The criminal investigation into potential securities fraud by SEC and DOJ follows a civil lawsuit filed in January this year by two Chicago dealers that operate under the Napleton brand name. They claim the company inflated its U.S. car sales by paying dealers to report selling more vehicles than they actually did. Edward Napleton, President of the Napleton Auto Group, says his company was offered 20,000 USD to falsely report sales of 40 FCA vehicles.

The news did cause some brief panic among investors. At NYSE, the price of the American Depositary Receipt (ADR) of the Italian-American company initially dropped 5,2% (462,8 million USD of the market capitalization vaporized). At closing, however, the decline was brought back to 2,5% (217,8 million USD loss of market capitalization). The Borsa Italiana in Milan, where the carmaker has its primary listing, was closed when the news came out.

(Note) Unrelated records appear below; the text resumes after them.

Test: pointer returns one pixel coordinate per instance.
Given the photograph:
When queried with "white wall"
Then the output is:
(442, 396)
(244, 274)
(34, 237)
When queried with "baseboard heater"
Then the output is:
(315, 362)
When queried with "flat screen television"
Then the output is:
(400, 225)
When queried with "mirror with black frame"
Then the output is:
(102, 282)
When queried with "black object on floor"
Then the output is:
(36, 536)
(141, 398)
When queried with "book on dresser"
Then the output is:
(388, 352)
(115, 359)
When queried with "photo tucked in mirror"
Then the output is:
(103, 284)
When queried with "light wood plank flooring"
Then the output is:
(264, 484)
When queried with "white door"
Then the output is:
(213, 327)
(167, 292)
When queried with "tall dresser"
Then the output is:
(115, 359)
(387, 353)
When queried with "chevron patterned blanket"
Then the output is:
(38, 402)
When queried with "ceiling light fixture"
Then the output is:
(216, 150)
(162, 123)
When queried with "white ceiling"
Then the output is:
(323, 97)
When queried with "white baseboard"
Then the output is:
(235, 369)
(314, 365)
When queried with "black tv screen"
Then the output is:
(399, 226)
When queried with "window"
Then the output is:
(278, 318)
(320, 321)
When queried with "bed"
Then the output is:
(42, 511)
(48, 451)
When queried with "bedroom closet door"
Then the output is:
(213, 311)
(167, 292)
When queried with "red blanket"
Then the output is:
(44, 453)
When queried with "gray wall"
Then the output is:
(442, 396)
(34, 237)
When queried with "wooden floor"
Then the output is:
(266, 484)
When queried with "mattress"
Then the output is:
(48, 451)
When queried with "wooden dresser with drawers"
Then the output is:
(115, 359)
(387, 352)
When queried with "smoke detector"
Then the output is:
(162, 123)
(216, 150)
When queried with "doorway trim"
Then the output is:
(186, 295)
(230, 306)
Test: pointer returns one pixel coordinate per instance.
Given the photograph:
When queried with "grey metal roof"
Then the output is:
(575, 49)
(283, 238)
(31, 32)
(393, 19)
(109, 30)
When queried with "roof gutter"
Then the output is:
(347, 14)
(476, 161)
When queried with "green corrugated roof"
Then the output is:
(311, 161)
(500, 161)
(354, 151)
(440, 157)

The investigation could cast a shadow over FCA’s impressive 75-month streak of positive year-over-year sales increases which the car maker has aggressively promoted to attract investors.

FCA however denies the allegations and calls them “baseless” and “the product of two disgruntled dealers who have failed to perform their obligations within their dealer agreements”. Also, “on its annual and quarterly financial statements, FCA records revenues based on shipments to dealers and customers and not on reported vehicle unit sales to end customers”, the company said in a statement.

It is indeed common practice in the U.S. car industry to book revenues once cars are shipped to the dealer. Although this means reported monthly sales by dealers have no impact on the revenue reported in financial statements, car makers might provide incentives for “punching” or “pushing” by giving more desirable cars or discounts to dealers that agree to take more inventory. If car makers mark that offloaded inventory as sales, it could falsely inflate the financial figures the company communicates to investors.

Little is known about the details of the investigation launched by the SEC and DoJ. The investigation is said to be in a very early stage. If the investigation shows that dealers have indeed been paid to falsify sales figures, then there is a clear case of securities fraud. It is reasonable for an investor to consider (the development of) sales numbers and to take this information into account in his decision to buy or sell shares.

Interestingly, FCA already reviewed its monthly sales reporting method beginning of this year, mainly to account for “unwinds” in which a dealer reverses sales transactions after reporting it to FCA as sold. When FCA ran the numbers again accounting for these extra non-sales, it admitted that the company’s consecutive monthly year-over-year increases should have stopped in September 2013 instead of February 2016.

So regardless of whether the fraud allegations are justified, it is advisable to take the monthly sales figures provided by FCA and the U.S. car industry in general with a grain of salt.